Shriek's features softened. "I tried something dangerous. Something impossible. I tried to use the nexus at Zamilon to go back in time. I tried to change the past so I wouldn't have to change the future. But you can't do that. And the past caught up with me. The attempt almost killed me."
The door had begun to hum. An intense white light shot from it, silhouetting Shriek. The hum became a kind of unearthly music.
"And the gray cap?"
"He got caught in the door I'd made."
"What does that mean? I don't know what that means," Finch said.
"You might ask yourself who Samuel Tonsure really was," Shriek said.
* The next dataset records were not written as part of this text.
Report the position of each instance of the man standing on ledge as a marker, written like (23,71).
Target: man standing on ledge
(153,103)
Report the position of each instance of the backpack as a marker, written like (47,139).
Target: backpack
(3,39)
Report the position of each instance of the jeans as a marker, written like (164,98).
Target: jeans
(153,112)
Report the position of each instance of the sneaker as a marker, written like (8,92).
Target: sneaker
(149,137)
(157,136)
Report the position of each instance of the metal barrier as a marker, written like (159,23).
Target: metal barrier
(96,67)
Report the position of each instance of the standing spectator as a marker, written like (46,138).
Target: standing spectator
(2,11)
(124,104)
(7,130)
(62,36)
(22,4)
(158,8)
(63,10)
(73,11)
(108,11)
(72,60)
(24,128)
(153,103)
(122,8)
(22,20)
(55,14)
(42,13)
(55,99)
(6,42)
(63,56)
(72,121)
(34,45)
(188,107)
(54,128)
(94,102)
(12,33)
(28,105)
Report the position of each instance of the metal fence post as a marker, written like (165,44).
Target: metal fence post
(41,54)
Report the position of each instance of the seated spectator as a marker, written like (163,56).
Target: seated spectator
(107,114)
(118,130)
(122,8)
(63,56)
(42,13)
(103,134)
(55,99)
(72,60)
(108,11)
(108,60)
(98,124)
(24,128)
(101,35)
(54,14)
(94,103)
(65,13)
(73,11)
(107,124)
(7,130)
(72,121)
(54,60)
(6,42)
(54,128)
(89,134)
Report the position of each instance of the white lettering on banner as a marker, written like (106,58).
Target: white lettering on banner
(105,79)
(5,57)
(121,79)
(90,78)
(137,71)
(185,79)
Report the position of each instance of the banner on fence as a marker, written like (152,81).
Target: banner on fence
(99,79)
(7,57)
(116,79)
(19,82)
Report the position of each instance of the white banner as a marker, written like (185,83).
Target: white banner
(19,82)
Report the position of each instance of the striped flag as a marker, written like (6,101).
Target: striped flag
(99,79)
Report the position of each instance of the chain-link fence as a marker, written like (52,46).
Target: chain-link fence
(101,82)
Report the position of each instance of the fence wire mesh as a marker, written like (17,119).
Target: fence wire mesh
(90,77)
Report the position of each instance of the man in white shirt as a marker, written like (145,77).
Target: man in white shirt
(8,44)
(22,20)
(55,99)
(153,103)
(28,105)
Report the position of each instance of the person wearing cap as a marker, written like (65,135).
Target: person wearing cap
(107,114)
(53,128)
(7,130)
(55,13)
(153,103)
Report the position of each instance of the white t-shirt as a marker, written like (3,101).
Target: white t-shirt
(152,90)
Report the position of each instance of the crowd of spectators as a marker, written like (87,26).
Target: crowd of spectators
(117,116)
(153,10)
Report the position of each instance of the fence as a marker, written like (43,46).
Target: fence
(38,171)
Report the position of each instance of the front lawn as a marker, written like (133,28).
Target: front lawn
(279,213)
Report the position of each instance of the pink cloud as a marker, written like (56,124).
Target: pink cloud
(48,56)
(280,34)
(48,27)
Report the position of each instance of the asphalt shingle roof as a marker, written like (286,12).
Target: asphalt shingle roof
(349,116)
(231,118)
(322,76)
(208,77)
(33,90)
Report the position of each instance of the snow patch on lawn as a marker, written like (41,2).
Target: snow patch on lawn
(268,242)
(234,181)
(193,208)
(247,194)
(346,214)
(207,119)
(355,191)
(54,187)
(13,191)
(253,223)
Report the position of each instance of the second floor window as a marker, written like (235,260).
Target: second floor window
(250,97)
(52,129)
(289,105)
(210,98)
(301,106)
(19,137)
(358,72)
Then nodded at Finch, and stepped through the door. Disappeared into the light.
The light went out.
The rectangle clattered to the floor.
The metal fell in on itself.
Just a bar of metal again, as before.
Finch knew he would never be able to make it do what Shriek had done. Knew that he would never see Shriek again.
4
unlight. Warm against his battered face. Curled up on the couch. His ankles and wrists seemed made of broken glass. Could feel the fragile bones shifting. Sending the glass up into his arms, his legs. His whole body hurt. Ached. His jaw was sore. Couldn't feel his nose anymore.
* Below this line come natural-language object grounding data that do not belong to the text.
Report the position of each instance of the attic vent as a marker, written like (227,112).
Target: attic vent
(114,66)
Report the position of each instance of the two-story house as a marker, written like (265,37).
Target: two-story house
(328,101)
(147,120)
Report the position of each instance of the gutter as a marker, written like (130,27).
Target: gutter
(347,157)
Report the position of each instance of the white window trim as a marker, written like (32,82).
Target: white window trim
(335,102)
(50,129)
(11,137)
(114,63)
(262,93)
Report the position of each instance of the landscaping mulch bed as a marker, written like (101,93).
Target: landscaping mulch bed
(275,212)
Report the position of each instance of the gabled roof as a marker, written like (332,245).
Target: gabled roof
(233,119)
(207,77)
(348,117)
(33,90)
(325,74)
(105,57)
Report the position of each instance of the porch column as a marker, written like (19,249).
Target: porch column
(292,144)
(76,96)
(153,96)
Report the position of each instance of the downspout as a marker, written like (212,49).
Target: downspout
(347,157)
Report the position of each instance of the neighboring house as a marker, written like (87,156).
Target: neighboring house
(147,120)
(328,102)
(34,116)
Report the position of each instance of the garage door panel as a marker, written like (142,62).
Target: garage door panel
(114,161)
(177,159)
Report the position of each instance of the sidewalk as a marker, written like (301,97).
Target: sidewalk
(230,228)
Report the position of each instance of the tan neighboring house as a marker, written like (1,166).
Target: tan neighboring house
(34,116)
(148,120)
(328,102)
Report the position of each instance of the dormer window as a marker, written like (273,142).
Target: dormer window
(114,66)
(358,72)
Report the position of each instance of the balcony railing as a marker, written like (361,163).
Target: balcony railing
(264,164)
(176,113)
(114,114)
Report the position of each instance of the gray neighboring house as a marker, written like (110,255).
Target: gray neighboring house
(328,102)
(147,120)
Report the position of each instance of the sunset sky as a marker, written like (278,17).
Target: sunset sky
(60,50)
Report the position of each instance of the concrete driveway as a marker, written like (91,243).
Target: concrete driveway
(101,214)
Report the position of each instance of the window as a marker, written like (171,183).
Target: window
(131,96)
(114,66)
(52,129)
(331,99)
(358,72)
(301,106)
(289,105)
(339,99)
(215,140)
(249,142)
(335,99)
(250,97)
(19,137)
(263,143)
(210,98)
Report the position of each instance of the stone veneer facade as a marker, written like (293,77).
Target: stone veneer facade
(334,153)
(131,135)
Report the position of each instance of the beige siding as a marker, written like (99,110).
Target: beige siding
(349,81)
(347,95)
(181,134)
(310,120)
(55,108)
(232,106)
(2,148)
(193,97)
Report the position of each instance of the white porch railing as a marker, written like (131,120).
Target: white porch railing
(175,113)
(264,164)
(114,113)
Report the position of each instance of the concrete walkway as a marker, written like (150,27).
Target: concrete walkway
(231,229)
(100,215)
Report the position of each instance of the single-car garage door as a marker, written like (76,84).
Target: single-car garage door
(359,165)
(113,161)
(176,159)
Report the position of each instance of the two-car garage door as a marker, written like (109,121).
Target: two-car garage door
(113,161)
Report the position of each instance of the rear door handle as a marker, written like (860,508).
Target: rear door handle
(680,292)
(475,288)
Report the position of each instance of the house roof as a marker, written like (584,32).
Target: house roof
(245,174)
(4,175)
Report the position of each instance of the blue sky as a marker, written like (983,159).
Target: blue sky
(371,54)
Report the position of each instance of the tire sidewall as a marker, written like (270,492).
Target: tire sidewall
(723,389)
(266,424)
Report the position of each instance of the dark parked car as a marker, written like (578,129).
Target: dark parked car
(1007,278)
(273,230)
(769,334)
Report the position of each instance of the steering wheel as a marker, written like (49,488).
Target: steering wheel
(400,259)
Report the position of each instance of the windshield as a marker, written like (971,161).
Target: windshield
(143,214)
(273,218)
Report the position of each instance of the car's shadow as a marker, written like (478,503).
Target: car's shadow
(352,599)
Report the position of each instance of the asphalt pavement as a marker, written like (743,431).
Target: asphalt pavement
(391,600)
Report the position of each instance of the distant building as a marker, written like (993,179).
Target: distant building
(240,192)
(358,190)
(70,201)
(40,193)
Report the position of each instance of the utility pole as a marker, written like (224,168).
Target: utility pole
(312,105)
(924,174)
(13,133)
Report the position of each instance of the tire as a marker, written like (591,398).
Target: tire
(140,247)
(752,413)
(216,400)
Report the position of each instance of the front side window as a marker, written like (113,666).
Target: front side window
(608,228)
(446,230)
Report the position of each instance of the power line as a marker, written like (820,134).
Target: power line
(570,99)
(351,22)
A vast and formless rush of city sounds from beyond the window. Sporadic gunfire. The thud and shift of something heavier. Like a giant striding across Ambergris. But distant. So distant.
Someone had applied field dressings to the stumps of finger and toe using torn fabric.
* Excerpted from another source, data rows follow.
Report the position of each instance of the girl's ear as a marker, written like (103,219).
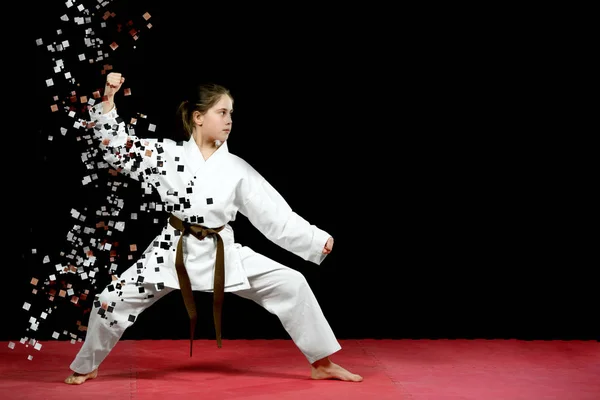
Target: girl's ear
(198,118)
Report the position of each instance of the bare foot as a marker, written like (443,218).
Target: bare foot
(77,379)
(325,369)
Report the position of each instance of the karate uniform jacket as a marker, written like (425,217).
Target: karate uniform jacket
(205,192)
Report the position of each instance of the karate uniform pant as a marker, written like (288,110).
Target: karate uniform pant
(279,289)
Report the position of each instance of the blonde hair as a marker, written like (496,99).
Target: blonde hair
(202,99)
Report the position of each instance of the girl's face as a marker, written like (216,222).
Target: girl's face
(216,123)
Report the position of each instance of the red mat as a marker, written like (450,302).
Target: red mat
(275,369)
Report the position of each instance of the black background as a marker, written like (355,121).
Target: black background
(406,142)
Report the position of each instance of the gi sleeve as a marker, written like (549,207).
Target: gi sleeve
(268,211)
(126,153)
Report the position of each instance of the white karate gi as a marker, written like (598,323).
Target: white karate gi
(210,193)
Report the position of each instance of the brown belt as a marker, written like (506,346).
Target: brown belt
(200,232)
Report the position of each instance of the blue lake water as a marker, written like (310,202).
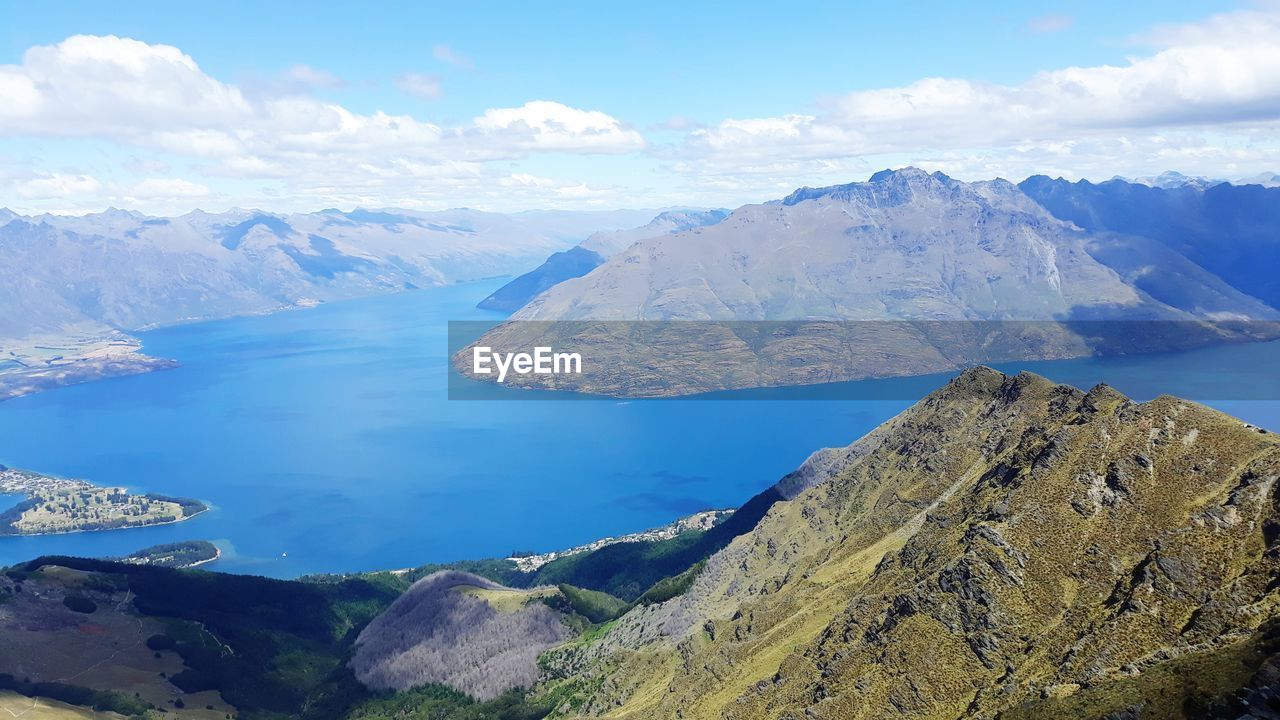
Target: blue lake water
(325,441)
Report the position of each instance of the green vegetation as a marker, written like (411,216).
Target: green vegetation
(664,589)
(273,648)
(101,701)
(174,555)
(593,605)
(629,569)
(80,604)
(438,702)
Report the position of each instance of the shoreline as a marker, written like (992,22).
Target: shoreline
(183,519)
(218,555)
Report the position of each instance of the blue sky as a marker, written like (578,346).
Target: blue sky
(168,106)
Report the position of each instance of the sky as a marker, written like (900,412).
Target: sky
(170,106)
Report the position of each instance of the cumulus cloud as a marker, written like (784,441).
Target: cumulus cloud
(1051,23)
(419,85)
(156,98)
(155,95)
(549,126)
(1221,76)
(446,54)
(58,186)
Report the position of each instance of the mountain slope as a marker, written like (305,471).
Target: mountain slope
(590,254)
(951,272)
(1233,231)
(124,270)
(462,630)
(1024,542)
(905,245)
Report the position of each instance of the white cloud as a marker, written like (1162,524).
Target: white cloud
(155,98)
(1220,78)
(165,188)
(155,95)
(306,76)
(446,54)
(58,186)
(419,85)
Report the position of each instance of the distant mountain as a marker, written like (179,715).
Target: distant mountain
(951,270)
(905,245)
(1008,547)
(1265,180)
(126,270)
(590,254)
(1232,231)
(1171,178)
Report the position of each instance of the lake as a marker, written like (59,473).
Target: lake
(324,440)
Tried to get up. A hand held him down. A voice he knew said, "Don't get up yet." The accent more pronounced. As if she were no longer acting.
An arm propped up his head so he could drink from a cup of water. It tasted good. Even though he had trouble getting it down. Even though it mixed with the blood inside his mouth.
Sintra's face came into view. He looked up at her with what he knew was a stupid, childlike dependence. Everything stripped away from him. Couldn't raise his arm far enough to wipe his eyes.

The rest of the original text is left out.